Par Pierre Tiessen, le 09 janvier 2020

En partenariat avec le shanghaïen Suremoov, le réseau Point S pose un pied sur le premier marché automobile mondial. L’enseigne lyonnaise, spécialiste du pneu et de l’entretien auto, place la barre haut et vise 5 % du marché local à moyen terme.

Cette percée en Chine parachève la stratégie asiatique de Point S, lancée il y a 3 ans en Malaisie, en Inde, en Indonésie et aux Philippines, et plus récemment à Singapour
Cette percée en Chine parachève la stratégie asiatique de Point S, lancée il y a 3 ans en Malaisie, en Inde, en Indonésie et aux Philippines, et plus récemment à Singapour. — Photo : Point S

Après des années d’hésitation, Point S s’offre (enfin) la Chine. Le réseau lyonnais, spécialiste mondial du pneu et de l’entretien, s’attaque, en tandem avec le shanghaïen Suremoov*, à cet empire de l’automobile dont le parc roulant actuel est évalué à 200 millions de véhicules et devrait doubler d’ici à dix ans… « Le potentiel est gigantesque », confirme Christophe Rollet, directeur général de ce réseau de franchises qui génère plus de 3 milliards d’euros de chiffre d’affaires (dont 470 millions en France). « La Chine est notre plus important relais de croissance à venir. Nous visons 2 000 points de vente sous franchise d’ici 2026 et 5 % de parts de marché à moyen terme ». Du lourd donc.
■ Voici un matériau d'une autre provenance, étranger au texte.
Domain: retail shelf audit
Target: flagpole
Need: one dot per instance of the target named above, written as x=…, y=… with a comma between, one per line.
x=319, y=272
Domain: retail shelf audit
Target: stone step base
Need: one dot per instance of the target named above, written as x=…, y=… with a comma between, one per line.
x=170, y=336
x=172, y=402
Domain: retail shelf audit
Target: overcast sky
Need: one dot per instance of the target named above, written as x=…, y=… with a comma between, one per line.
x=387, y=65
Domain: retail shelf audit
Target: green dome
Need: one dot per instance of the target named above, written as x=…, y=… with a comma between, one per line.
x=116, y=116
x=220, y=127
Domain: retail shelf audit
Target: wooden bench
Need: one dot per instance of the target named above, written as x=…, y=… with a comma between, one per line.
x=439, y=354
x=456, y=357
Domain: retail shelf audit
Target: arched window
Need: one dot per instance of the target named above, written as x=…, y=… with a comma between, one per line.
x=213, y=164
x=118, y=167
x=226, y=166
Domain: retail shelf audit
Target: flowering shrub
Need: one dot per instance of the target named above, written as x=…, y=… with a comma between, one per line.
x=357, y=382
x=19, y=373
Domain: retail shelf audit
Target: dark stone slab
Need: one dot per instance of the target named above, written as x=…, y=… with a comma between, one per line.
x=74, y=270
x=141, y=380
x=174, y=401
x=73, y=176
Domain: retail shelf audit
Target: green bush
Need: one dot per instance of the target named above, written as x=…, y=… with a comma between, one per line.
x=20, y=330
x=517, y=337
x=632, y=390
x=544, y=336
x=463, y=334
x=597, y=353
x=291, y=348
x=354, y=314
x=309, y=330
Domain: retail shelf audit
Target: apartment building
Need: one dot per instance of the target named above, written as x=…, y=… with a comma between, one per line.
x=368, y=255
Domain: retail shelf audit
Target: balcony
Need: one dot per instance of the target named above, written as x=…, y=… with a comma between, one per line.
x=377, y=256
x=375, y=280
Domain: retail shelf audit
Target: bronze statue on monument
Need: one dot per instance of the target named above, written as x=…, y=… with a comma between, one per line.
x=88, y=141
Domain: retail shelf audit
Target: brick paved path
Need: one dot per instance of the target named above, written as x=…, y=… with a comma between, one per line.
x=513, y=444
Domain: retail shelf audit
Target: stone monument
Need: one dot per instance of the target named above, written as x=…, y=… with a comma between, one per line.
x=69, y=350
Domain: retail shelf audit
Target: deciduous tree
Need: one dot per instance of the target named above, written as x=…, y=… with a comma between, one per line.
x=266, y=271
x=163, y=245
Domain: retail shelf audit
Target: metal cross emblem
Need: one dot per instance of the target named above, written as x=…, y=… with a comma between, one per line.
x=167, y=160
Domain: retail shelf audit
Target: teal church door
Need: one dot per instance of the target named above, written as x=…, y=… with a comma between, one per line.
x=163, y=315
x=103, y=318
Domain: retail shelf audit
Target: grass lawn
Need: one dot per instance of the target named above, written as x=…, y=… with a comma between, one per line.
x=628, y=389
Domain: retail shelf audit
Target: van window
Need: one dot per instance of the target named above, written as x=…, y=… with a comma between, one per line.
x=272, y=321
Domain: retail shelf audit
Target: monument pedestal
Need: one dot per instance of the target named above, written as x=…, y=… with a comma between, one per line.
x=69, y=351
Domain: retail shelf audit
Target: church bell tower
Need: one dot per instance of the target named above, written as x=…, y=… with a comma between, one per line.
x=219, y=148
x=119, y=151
Point S à la recherche de franchisés en Chine

Mais pas question pour l’enseigne lyonnaise de griller les étapes. Sur ce lointain et très fragmenté marché, Point S opte dans l’immédiat pour la politique des petits pas. Et teste, avec son partenaire local - à la tête d’un réseau déjà constitué de 950 magasins –, deux premières entités communes à Foshan, dans l’extrême sud du pays, à quelques encablures de Shenzhen. « Nous devons rester très pragmatiques dans notre stratégie chinoise. Personne ne nous connaît pour l’instant », reconnaît le président de Point S.

Cette phase de lancement devrait permettre au nouveau binôme d’évaluer la demande locale et de cartographier les zones de déploiement prioritaires sur ce pays-continent, grand comme vingt fois la France. « Notre feuille de route prévoit ensuite d’aller chercher nos franchisés parmi les 400 000 réparateurs indépendants que compte actuellement la Chine », détaille Christophe Rollet. Un vivier immense et très peu ouvert (encore) à la franchise. « C’est notre chance », poursuit-il. « Nous sommes les premiers à tenter une telle offensive sur ce marché. »

« Nous sommes les premiers à tenter une telle offensive sur ce marché. »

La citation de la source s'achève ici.